Disney’s share price dropped 5.8% on Tuesday alongside a market selloff.

“We made disciplined bids with a focus on long-term value,” Rebecca Campbell, chairman for international content and operations at Disney, said in a statement about the auction to Fortune.

Investors cheered the company’s restraint.

“We believe Disney’s decision to compete aggressively for broadcast rights while letting go of digital rights was right,” Barclays analysts Kannan Venkateshwar and David Joyce wrote in a note sent to Fortune. Despite boosting subscriber numbers, Disney inheriting Star India’s IPL rights five years ago may have contributed to Disney making a net loss in its India streaming business, they wrote.

More broadly, Disney losing out on the IPL auction may mark a turning point for foreign Big Tech companies that invested a record $35 billion into India’s startup industry last year. American tech giants Amazon, Apple, Netflix, and Facebook all had expressed interest in bidding for the IPL rights, but ultimately all four companies, vexed by stock routs and a looming recession, bowed out.
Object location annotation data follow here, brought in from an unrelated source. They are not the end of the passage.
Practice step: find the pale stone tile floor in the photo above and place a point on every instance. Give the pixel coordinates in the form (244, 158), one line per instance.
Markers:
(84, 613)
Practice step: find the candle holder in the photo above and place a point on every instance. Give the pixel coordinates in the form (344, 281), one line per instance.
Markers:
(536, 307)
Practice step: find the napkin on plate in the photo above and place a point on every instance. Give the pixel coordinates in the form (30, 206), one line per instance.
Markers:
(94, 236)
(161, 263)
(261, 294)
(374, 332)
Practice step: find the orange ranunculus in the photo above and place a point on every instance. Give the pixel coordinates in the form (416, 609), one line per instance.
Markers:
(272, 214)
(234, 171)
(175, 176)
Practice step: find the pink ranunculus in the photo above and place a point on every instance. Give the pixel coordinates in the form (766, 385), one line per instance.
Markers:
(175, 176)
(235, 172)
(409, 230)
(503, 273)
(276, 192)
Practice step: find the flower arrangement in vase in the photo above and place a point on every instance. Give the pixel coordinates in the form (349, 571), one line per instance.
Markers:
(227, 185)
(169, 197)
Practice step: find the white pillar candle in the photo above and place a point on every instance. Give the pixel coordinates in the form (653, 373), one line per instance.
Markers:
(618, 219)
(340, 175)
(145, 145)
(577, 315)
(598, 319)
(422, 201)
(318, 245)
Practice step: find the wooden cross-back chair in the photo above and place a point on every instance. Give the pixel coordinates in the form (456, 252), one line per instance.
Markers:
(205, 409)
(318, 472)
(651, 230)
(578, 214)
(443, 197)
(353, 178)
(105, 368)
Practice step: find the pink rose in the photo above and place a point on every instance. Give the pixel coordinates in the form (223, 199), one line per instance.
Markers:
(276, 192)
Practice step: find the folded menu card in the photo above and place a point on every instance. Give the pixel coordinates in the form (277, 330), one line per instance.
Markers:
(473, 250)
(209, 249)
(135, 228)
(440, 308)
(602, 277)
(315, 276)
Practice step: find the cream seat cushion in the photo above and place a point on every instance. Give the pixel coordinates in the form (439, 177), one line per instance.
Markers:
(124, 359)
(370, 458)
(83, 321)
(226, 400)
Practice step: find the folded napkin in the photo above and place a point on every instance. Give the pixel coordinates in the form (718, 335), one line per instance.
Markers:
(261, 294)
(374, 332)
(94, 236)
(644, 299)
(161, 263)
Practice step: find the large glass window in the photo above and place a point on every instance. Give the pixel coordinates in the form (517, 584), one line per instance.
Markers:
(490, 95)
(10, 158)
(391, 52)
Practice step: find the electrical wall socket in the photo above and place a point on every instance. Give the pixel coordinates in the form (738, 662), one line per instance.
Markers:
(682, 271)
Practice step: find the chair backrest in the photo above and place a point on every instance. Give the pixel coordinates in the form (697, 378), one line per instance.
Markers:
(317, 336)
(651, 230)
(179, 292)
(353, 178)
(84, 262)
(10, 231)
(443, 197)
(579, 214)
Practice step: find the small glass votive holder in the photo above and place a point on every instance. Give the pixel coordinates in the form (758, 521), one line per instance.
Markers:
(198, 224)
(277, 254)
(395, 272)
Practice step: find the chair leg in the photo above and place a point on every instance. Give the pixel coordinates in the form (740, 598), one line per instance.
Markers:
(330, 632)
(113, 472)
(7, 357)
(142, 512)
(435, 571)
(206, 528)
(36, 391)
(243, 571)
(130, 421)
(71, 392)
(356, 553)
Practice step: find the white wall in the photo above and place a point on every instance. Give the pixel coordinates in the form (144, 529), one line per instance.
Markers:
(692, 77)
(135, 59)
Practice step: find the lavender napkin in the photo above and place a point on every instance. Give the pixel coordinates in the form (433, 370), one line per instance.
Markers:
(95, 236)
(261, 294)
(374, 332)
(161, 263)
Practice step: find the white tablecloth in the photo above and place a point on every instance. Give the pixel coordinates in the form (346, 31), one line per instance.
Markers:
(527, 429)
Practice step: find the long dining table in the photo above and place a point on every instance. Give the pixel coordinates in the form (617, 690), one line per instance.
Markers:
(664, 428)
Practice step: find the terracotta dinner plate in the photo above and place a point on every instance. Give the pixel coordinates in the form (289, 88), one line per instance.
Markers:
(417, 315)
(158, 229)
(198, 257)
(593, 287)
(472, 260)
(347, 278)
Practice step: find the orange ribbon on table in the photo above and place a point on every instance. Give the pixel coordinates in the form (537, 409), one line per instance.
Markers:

Amazon withdrew the week before the auction because executives thought it made little “business sense” to purchase the expensive rights, according to Bloomberg.

Some investors believe the wisest move may be to drop India from the centerpiece of any growth plans. “We believe the right course of action for Disney would be to strip India out of its long-term guidance and focus attention only on Disney+,” Venkateshwar and Joyce wrote, citing price pressure and lower earnings potential in India.

America’s tech giants remain confident that India investments can contribute to their bottom line. Just last month, Silicon Valley venture capital powerhouse Andreessen Horowitz announced a $500 million venture fund in India.

“All eyes are still on India” owing to the country’s size and growth potential, says Pathak. “But a lot of companies are looking more closely at the monetary value of their India businesses.”